Time to check the conga line at the Bu$h family compound in Paraguay to see if Epstein’s partying with Ken Lay and Osama bin Laden.

Epstein conspiracy theories presume prison competence. The MCC is not one of the better-run joints.

@nojo: Oh no worries. Pussolini’s DOJ & FBI—better known as the Department of Helping Rich White Men Get Away With It—are on the case.

@JNOV: And now he’s saying the Parkland survivors visited him in the White House.

Last year.

That’s not a gaffe. A gaffe is saying something stupid. That’s a… a… shit, I don’t know what to call it.

@nojo: Nononononono!

Biden said that? When he didn’t receive Obama’s endorsement, I wondered if Obama saw something we didn’t. Obviously Joe saw something we didn’t.

@¡Andrew!: Stand by for The Clintons Did It. Cue Cory.

@¡Andrew!: Haha! Silly me. Obama Did It. Cue that Cory dude.

Dude spells his name weirdly. Probably a Mormon. Let’s check, shall we?

My bad. Trey. Another weird name. Mormon search continues…

Trey – not Mormon. Mother’s name was Novalene, which is also a polymer and Amish Outlet coffee bar. I didn’t know such a thing existed. Anyway, yeah. Not Mormon.

Oh! Read “Educated.” The fundie Momo runs deep. Plus it’s a great read.

I’m praying to the FSM that Epstein had a dead man’s switch that would leak all of his decades of sleazy blackmail material online in the event of his untimely death. It’s the only way we’ll ever learn the truth.


And Marijuana Mart is closed. Sadness.

Tree Octopus is yummy, and DoorDash is a stoner’s dream.

@¡Andrew!: IDK. The most evil people get away with awfully evil shit.

@nojo: A humble suggestion—how about writing about some good news? There must be some daylight in the darkness, and FSM knows we could all use a morale-booster for our sanity. I tried looking up good news, and it was 404ing.

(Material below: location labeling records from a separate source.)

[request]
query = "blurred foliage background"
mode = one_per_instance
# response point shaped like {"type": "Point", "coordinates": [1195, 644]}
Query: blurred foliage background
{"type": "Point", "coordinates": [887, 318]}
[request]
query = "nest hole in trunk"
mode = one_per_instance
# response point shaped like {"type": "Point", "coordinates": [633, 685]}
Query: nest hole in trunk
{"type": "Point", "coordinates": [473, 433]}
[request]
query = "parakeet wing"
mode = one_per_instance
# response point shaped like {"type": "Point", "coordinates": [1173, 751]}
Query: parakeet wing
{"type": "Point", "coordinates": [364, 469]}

Poll Finds 84% Say Americans Angrier Than Generation Ago

“Knowing most of these people are probably just mad over some dumb bullshit makes me so angry I could kill them.”

@¡Andrew!: You can follow James Fallows on Twitter. He’s made Good News in Local Communities his personal beat — stuff that makes a difference on the micro level.

Me, well… I keep looking for daylight, but I have yet to find any. I wanna be as honest with myself about that as I am the shitty stuff.

@¡Andrew!: The Laughing Heart? Bukowski was an abusive asshole, so this might work. Have you seen Waits read it?

@nojo: Great idea. I saw him and Deborah Fallows speak at a convention in LA in May, and I was really impressed. I don’t use social media, but I can check out their website.